Tech talent development seen to boost e-commerce in PHL

Tech talent development seen to boost e-commerce in PHL

By Miguel Hanz L. Antivola, Reporter

THE PHILIPPINES must leverage its technology talent to boost the rise of e-commerce, which still lags in terms of policy, community, and mindset compared to the rest of the region, an industry expert said.

“The majority of the tools that we use here in automation, around 80%, is Vietnamese software,” Nani Razon, co-founder of the Ecommerce Thrive Asia Movement and chief executive officer of Gencys Digital Trading, Inc., said in an interview with BusinessWorld.

“Based on our observation and case study, e-commerce in the Philippines is behind by five to six years in terms of technology, community, and mindset from that of Vietnam,” he added, noting Vietnam is the Philippines’ closest competitor.

Mr. Razon said there are many good Filipino programmers, but they are still doing their work using software of foreign companies.

The e-Conomy SEA report by Google, Temasek Holdings, and Bain & Co. showed the Philippine e-commerce market had a gross merchandise value (GMV) of $16 billion last year, same as Vietnam.

Indonesia recorded the highest GMV at $62 billion, followed by Thailand with $22 billion, it added.

The report cited Vietnam’s continued manufacturing and exports as key drivers for overall digital economy growth.

For the Philippines, the shift to organized e-commerce platforms from informal and unorganized is expected to benefit the industry, it noted.

There are opportunities for the government to collaborate with the private sector and build a sustainable ecosystem for e-commerce, Mr. Razon said, which should include having the necessary tech talent to develop their own software alongside a community of skilled entrepreneurs.

“[We’re] still a baby,” he said. “The community is still small in terms of numbers. When it comes to technology, we are still behind, [although] big corporations are starting to develop their own software, hiring programmers internally,” he added.

Upon reviewing the Philippine seller base of the top Vietnamese e-commerce software, Mr. Razon said he saw only 9,000 subscribers, which is indicative of only a small volume of e-commerce businesses in the country.

This pales in comparison to the 200,000 in Vietnam, he noted.

“There are still a lot of people who don’t know about e-commerce,” Mr. Razon said, adding that most traders have failed to innovate and maximize online platforms.
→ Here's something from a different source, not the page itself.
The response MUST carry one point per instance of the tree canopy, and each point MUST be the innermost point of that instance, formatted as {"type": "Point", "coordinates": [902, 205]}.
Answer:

“Consumers also lack awareness, and there are a lot of sellers who are scammers, contributing to the stigma toward online platforms,” he said.

Mr. Razon urged the government to pass the necessary regulations for e-commerce sustainability focusing on “a proper system and processes” and not merely profitability.

“We need to reshift to the mindset that e-commerce industry is played by skilled businesses and professionals, including the programmers,” he said.

The Internet Transactions Act, which aims to tighten e-commerce regulations, was approved by the Senate on second reading in September 2023.

Senate Bill 1865, a priority bill of President Ferdinand R. Marcos, Jr., will classify entities involved in e-commerce in the Philippines as businesses operating within the country, subjecting them to domestic laws.